First, her title, “Taking race into account — simply wrong or rather complex?” succumbs to disengenuous euphemism. What is at issue with affirmative action is not “taking race into account” (or the nearly identical euphemism, engaging in “race conscious” policies) but what is done after it is taken into account. And what is done, of course, is favoring some individuals and disfavoring others solely because of their race or ethnicity.
Althouse obviously thinks this racial discrimination is “complex,” and she takes Roger Clegg, president and general counsel of the Center for Equal Opportunity (whose recent studies found extensive discrimination at the University of Wisconsin), to task for describing it as “simply wrong.”
Here’s the thing. The University’s policies align with the Supreme Court’s case law, which permits race discrimination narrowly tailored to serve the goal of classroom diversity. Clegg performs moral clarity: He says race discrimination is “wrong” and “bad.” That’s something he just knows, quite aside from the CEO’s study. He asserts it in answer to any question from someone who thinks there’s something more complicated here — that is, someone who would leave it to the University to design and implement its own admissions policy.

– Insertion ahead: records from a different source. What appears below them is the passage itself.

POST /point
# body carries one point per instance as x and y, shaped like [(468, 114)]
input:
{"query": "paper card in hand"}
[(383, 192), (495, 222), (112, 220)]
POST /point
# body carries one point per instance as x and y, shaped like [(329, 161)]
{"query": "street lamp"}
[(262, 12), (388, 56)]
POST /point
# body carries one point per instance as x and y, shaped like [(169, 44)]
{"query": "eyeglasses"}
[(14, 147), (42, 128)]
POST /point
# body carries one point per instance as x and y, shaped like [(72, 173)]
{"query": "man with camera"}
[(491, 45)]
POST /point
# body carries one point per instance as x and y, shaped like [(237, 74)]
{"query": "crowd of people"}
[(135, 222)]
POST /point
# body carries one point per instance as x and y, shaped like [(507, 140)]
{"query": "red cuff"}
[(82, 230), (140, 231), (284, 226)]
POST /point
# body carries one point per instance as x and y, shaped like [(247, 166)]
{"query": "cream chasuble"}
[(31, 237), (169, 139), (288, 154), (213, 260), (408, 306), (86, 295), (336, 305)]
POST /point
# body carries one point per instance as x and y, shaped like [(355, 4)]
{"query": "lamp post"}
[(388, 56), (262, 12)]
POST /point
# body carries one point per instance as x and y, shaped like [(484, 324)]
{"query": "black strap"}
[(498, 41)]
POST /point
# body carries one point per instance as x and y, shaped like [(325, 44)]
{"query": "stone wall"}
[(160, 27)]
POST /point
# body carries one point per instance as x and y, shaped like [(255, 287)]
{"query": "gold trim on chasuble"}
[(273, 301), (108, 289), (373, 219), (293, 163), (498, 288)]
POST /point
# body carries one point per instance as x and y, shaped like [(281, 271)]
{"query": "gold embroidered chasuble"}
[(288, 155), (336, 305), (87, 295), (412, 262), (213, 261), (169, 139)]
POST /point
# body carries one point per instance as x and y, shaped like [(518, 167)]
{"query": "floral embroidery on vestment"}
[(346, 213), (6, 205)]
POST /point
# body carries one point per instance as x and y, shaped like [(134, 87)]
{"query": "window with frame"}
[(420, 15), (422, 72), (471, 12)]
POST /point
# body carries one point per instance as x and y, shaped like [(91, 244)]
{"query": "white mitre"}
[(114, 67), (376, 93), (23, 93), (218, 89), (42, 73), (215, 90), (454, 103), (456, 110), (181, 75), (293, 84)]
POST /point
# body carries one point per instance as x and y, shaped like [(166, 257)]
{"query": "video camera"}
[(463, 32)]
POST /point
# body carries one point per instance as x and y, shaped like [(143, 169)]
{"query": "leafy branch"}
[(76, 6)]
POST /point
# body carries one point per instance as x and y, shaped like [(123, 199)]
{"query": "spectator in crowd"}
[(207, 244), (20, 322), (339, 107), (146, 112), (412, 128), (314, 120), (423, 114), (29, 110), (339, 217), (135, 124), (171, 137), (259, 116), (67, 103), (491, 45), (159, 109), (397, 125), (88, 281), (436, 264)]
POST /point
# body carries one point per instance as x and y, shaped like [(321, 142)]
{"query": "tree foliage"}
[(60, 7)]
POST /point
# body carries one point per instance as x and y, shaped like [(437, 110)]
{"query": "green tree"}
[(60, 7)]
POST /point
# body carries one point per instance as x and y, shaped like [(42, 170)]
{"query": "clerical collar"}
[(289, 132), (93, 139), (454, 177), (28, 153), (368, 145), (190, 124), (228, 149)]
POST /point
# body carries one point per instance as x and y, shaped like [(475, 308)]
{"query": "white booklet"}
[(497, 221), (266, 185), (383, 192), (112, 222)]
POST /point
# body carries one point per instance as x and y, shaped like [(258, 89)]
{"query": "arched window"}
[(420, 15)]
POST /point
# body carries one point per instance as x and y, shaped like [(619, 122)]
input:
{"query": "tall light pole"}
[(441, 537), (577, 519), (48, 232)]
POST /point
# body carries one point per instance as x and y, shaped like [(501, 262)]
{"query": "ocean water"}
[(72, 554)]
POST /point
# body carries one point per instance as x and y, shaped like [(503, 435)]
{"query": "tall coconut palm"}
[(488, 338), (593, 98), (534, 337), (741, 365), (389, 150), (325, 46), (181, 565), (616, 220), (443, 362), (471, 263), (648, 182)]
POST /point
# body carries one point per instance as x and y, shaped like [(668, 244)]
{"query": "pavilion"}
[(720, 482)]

As usual, I’m with Clegg. Racial discrimination is simply wrong and bad, and it does not become “more complicated” because some people who favor it are well-intentioned. Early (and occasionally not so early) in the last century advocates of the “complex” race and ethnic preferences Althouse seems to favor were more honest and forthright. They had no problem describing Ivy League admissions policies that took ethnicity into account as a Jewish quota, although none of those schools so far as I’m aware excluded Jews; they simply limited them to something less than a critical mass.

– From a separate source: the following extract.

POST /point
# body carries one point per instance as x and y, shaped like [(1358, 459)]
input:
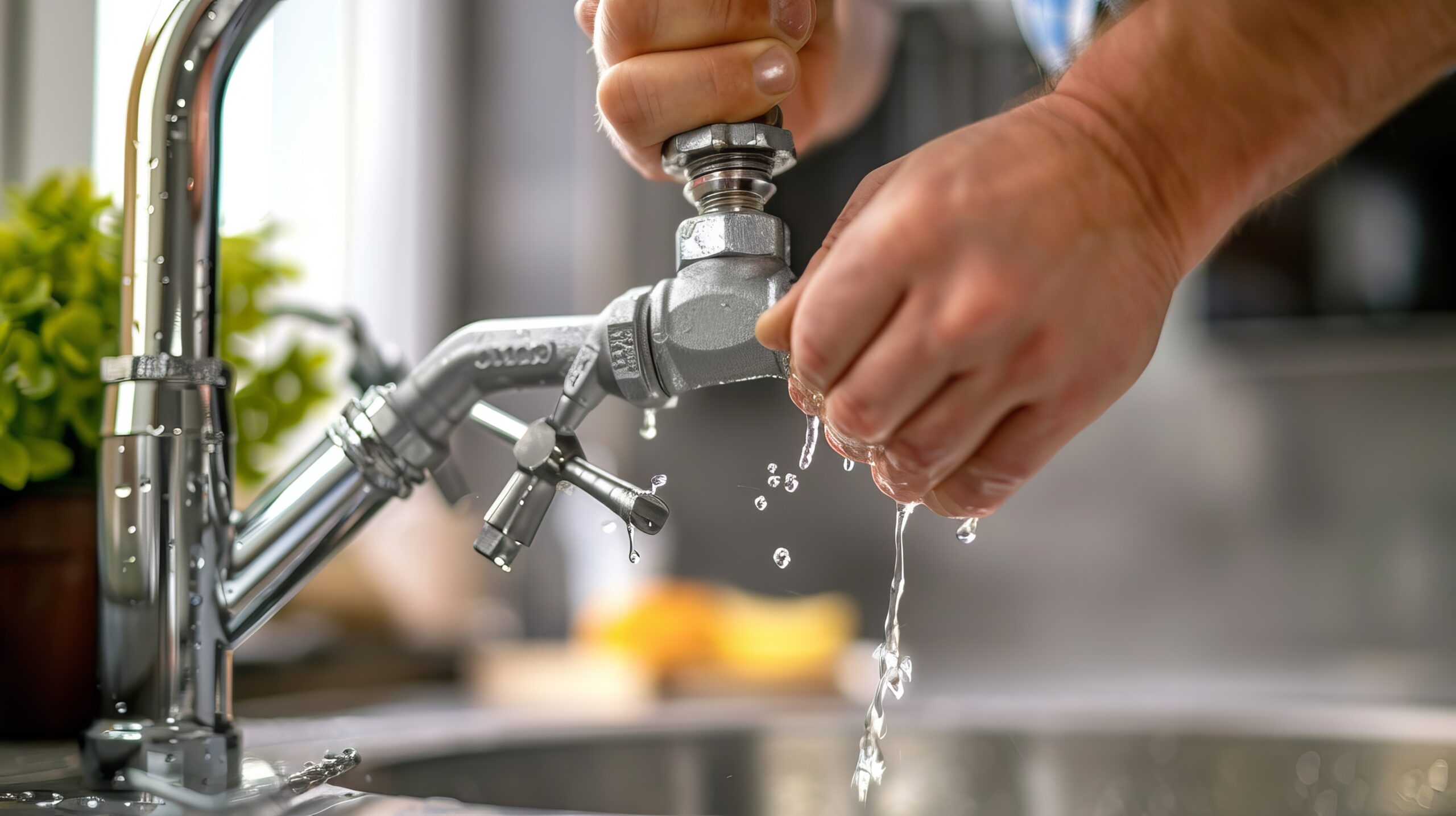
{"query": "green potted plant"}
[(60, 303)]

The 1964 Civil Rights Act attempted (imperfectly as it turned out, because of interpretations like Althouse’s) to put an end to leaving it to universities to design and implement whatever kind of discriminatory admission policies they wanted. The fact that, thanks to Sandra Day O’Connor, some of that sort of discrimination still remains legal doesn’t make it “complex” or keep it from being simply “wrong” and “bad.”